Scan is Zip? Laziness and recursion strike again!

The charm and humour of Haskellers is evident from "hello world": except it's not really your usual "hello world", but the fibonacci sequence. Take a look at this stellar list of genius!

Limited by my level of talent, my favourite has always been the version with zipWith,

fibs = 0 : 1 : zipWith (+) fibs (tail fibs)

Which is followed by two implementations with scanl,

fibs = scanl (+) 0 (1:fibs)
fibs = 0 : scanl (+) 1 fibs

Notice how fibs is used recursively for its own definition? Crazy right? This works because of lazy evaluation, a quality at the very core of Haskell.

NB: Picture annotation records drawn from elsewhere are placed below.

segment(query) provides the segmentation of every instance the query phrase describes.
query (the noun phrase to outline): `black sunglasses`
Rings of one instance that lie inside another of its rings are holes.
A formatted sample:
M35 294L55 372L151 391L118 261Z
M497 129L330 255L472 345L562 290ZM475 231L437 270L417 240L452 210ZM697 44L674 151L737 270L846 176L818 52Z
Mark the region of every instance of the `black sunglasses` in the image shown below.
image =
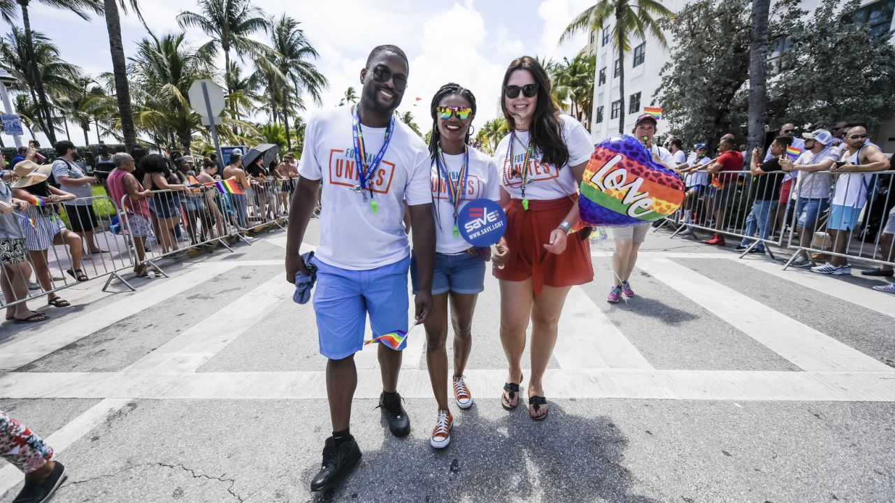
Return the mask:
M525 98L534 98L538 94L538 84L525 84L522 87L504 86L504 94L510 99L518 98L520 90Z
M370 69L368 68L367 70ZM397 90L407 89L407 77L400 73L392 73L391 70L388 70L384 64L379 64L373 68L373 80L380 84L388 82L390 80Z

I never paid much attention to the close proximity in the placement of these examples, but this week while going through the CryptoPals challenges with my gifted colleagues at Atlassian, I accidentally came to the realisation there might be an equivalence between zipWith and scanl; specifically, scanl can be written in terms of zipWith as follows,

scanlz :: (a -> b -> a) -> a -> [b] -> [a]
scanlz f z0 xs = let zs = z0 : zipWith f zs xs in zs

If I may also steal the test cases for scanl right from here, the results are exact matches.

ghci> scanlz (+) 0 [1..4]
ghci> scanlz (+) 42 []
ghci> scanlz (-) 100 [1..4]
ghci> scanlz (\reversedString nextChar -> nextChar : reversedString) "foo" ['a', 'b', 'c', 'd']
ghci> take 10 (scanlz (+) 0 [1..])
ghci> take 1 (scanlz undefined 'a' undefined)

The intriguing thing is scanz seems to be updating zs along each invocation of f, as would be the case with impure implementations such as zs.append(f(z, x)). This is actually not too far from the facts: the result of f(z, x) is indeed appended to zs just in the nick of time, not through mutation, but lazy evaluation of the "thunk" created by zipWith.

Equational reasoning helps us unfailingly in such tricky situations. We can follow the execution of zipWith and f by finding the parameter values: for the first iteration of zipWith f zs xs, f will receive the first x and z0 (because it's the "head" of zs); the result z1 becomes the second element of zs, and is fed into the second iteration, so on and so forth.

Words may fail but digrams less likely so, and this typical illustration of fold, with a bit of harmless alignment, shows us how close it is to zip!

zip is scan

Needless to say, for what could have been obvious to more seasoned Haskellers, I am pleased with this finding through my own exploration.